Are we to understand that Jesus is upset that all 10 of these guys didn’t come running back to thank him? Not hardly. We are granted healing simply by the asking. That is how God’s grace works – whether we deserve it or not, we are shown mercy by the grace of God. What is upsetting is the condition of our heart. The other nine ran off to be blessed by the priest and I am sure they were grateful. That’s not the point. The point is that in the process of this miraculous healing of their bodies, they didn’t allow their hearts to be transformed as well. The key line is (vs 18) Then he said to him, “Get up. Be on your way. Your faith has healed and saved you.” Your faith has healed and saved you. Your faith in the power of God’s love has healed you of this terrible affliction, but more importantly, your faith has changed your heart. Your faith has saved you; it has led your heart to not only be thankful for small things, but to be thankful in all things. To live in a constant state of thankfulness to God is, as the Psalm reads, to know the joy of our salvation.
When we were kids, the one thing that was (hopefully) hammered into our heads was the need to say “Please” and “Thank You.” We did it out because we told, we did it because we were told again, and then we did it out of habit. It was only later in life that we (hopefully) that we figured out that this is a good way to do things. Being taught to say grace before meals works the same way. We say grace out of a sense of duty, then we say grace out of habit, and then before you know it, we’re not just saying grace – we’re living it.

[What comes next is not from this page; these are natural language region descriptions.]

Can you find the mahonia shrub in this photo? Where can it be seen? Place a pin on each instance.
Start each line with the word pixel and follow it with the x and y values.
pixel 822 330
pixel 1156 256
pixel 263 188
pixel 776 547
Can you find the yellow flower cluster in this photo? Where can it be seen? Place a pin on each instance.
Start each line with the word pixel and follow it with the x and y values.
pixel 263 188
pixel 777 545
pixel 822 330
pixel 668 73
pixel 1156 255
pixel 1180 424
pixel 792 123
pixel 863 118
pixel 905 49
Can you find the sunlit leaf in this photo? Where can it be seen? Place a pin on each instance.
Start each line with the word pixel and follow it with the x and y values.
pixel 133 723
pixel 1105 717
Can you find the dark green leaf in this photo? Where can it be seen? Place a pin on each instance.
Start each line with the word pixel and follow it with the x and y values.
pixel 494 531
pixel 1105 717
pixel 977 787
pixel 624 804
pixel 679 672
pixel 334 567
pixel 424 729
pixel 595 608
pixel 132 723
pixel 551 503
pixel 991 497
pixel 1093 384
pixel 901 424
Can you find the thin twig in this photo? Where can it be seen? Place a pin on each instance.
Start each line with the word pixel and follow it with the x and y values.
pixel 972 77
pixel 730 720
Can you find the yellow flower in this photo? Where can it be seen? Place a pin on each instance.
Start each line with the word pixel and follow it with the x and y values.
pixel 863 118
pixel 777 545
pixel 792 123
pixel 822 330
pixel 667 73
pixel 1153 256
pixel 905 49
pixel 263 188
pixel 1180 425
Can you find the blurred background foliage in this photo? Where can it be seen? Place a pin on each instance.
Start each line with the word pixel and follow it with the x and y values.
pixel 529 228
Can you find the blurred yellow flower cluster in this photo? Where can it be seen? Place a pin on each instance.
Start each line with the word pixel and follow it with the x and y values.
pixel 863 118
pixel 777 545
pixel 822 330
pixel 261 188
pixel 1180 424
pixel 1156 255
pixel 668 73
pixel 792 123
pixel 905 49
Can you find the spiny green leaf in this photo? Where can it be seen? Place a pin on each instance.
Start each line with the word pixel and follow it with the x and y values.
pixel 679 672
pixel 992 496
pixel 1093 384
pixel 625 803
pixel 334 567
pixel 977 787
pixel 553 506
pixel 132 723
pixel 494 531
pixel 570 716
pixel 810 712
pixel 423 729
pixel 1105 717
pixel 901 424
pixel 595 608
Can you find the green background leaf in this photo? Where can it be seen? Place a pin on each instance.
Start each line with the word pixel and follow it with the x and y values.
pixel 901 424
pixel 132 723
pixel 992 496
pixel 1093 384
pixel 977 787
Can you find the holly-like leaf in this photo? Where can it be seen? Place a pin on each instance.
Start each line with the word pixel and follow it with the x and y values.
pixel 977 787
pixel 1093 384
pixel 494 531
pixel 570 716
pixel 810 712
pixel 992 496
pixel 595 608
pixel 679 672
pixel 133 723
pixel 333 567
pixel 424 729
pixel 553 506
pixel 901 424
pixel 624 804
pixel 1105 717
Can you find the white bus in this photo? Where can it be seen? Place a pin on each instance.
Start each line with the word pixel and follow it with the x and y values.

I had a thought. What if by some weird twist we found ourselves unable to answer “How are you?” with the usual “Fine, thanks you.” What if instead, we couldn’t help ourselves and just blurted out the first thing on our minds. “How are you today” “Lousy. My back hurts and shouldn’t have ate those 2 corn dogs for lunch.” Now, you can see how this would not go well. After a while, we would quit asking altogether. We’d get to the point where we really don’t want to know. But what is the first thing on our mind was always the same? It was David Lose that talked about a colleague of his. “I’m grateful.” That was her response when she was asked the usual question of “How are you.” He writes, “It took me by surprise. Not just the first or second time, but almost every time. Eventually, of course, I wasn’t so much surprised, as I was struck by the simplicity and power of this statement. ‘I’m grateful’” he went on to say. “My colleague chose her words with care. She wanted to make a point. That gratitude is not only a response to good fortune but also a choice that we make.”
And so my challenge to you this day is let’s say grace. Let’s make a choice to be thankful. We can feel it in our hearts, we can mutter it under our breath, or we can say it out loud, but let’s get in the habit of saying grace. Because here’s the thing: I can’t speak for anyone else here, but it seems that God asks me 10-20 times a day, “How are you doing?” I’m not too proud of the answer that I spit out a lot of times. But if the first thought in my heart, the first words of my mouth were “I’m grateful,” there’s no telling the goodness and mercy that God has in store. So, again I say, “Let’s say grace.”